Battery Disconnect Switch for Van & RV: What to Buy and How to Wire It
A battery disconnect switch is a simple but valuable addition to any van build. Here's what you need and how to install it.
What a battery disconnect switch does
It's a high-current switch in the main positive cable between your battery and the rest of the electrical system. Throw it off:
- All 12V house loads go dead (fridge, inverter, lights, everything)
- Solar panels continue charging the battery (MPPT is still connected)
- The battery is isolated from parasitic draws during storage
This is distinct from a fuse, which only opens under overcurrent conditions.
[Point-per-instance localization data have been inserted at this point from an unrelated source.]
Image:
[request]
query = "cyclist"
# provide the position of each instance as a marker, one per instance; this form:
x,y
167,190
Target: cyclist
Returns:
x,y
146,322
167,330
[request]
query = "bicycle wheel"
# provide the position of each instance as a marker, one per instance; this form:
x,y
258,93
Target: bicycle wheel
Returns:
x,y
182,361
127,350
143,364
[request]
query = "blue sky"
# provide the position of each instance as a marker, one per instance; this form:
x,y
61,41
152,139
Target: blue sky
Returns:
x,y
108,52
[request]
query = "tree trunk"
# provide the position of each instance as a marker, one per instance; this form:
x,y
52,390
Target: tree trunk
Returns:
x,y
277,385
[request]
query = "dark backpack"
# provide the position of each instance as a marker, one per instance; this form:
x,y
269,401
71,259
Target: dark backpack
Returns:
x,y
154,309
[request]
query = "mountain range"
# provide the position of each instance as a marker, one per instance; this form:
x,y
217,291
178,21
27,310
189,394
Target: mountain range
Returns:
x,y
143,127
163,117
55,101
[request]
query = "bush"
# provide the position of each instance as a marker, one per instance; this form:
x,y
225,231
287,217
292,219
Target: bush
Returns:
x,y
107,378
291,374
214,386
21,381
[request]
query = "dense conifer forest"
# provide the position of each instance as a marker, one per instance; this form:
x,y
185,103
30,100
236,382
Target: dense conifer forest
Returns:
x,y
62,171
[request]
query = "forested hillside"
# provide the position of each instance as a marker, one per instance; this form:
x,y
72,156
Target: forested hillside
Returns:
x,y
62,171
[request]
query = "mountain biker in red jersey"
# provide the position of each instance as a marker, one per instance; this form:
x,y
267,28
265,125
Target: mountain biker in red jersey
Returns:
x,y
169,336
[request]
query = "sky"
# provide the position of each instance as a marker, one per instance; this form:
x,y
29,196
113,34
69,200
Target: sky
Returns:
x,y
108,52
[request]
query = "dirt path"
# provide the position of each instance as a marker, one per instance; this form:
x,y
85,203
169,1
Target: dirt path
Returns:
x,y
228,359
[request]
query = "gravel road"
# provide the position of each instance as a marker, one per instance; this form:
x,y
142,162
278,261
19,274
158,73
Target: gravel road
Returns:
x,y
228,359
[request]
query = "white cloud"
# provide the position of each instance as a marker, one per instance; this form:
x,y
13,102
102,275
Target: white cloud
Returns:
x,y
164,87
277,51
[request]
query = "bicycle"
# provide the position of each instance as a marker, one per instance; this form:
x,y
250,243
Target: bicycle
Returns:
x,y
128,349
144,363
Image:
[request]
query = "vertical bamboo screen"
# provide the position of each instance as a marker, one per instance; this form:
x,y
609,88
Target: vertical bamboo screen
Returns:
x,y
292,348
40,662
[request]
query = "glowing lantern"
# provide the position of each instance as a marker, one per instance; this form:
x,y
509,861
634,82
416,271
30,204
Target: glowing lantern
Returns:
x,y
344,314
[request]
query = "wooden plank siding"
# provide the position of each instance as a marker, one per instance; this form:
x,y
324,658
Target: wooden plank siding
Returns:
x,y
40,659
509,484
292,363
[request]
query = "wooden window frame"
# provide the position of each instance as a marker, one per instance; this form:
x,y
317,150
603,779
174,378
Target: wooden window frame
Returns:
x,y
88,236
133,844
A disconnect is operator-controlled.
Types of battery disconnect switches
Manual disconnect (the standard)
A simple rotary or lever switch rated for battery current — 100A, 200A, or 300A continuous. Turn to OFF and everything cuts.
Best choices:
- Blue Sea Systems 9005e (300A): The most popular choice in the van build community. Well-built, terminal-mount, $25–35. Handles sustained current without heat buildup.
- Victron Battery Protect: Technically an electronic disconnect with low-voltage cutoff — a slightly different tool (see below).
- Perko 8500DP: Marine-grade, widely used, handles 300A continuous.
Install location: In the main positive cable, within 18 inches of the battery positive terminal. Before the fuse is fine — the disconnect is not a replacement for a fuse. Fuse the cable too.
Remote/solenoid disconnect
A heavy-duty solenoid (relay) that opens and closes the circuit via a low-current trigger wire. You wire a small switch in an accessible location that controls the solenoid — useful if your battery is buried and a manual switch is inconvenient to reach.
Products: Blue Sea Systems ML-Series Remote Battery Switches, Victron Argofet (though that's more of an isolator), generic 200A solenoids.
Best for: Builds where the battery bank is deeply built in and a manual switch isn't accessible.
Victron Battery Protect
Not exactly a disconnect switch, but a low-voltage protection device that also acts as an electronic disconnect. It monitors battery voltage and automatically disconnects loads when voltage drops below a set point (to prevent deep discharge damage), and can also be triggered manually via a remote wire.
Best for: Systems where you want automatic low-voltage protection in addition to manual control.
What a disconnect switch doesn't do
It doesn't cut power from solar panels to the battery. The MPPT controller is typically connected directly to the battery (before the disconnect). To cut solar charging, disconnect at the MPPT's PV input or battery terminals instead.
It doesn't protect against high-current faults. A fuse is still required. The disconnect is a planned, operator-initiated cutoff — not a fault protection device.
It doesn't replace a shore power isolation. If you're on shore power, the shore power charger may feed the battery on a separate circuit — a disconnect on the battery itself doesn't kill shore power input.
How to wire it
Standard wiring position:
Battery (+) → Disconnect switch → Main fuse → Positive bus bar → Loads
Some builders place the main fuse before the disconnect, others after. The key is that the fuse is within 18 inches of the battery positive terminal — its position relative to the disconnect is secondary.
Wire connections: Use the same AWG as the rest of your main cable run. If your main positive is 2/0 AWG, your connections at the disconnect are 2/0 AWG ring terminals.
Mounting: Mount the switch securely so it can't toggle from vibration. Some switches have a locking position (the Blue Sea 9005e has a removable key that prevents accidental re-connection — useful for service work).
Storage use case
For long-term van storage: charge battery to ~50%, disconnect the main disconnect switch. Parasitic draws (battery monitor, anything on standby) are eliminated. The battery sits in isolation until you return.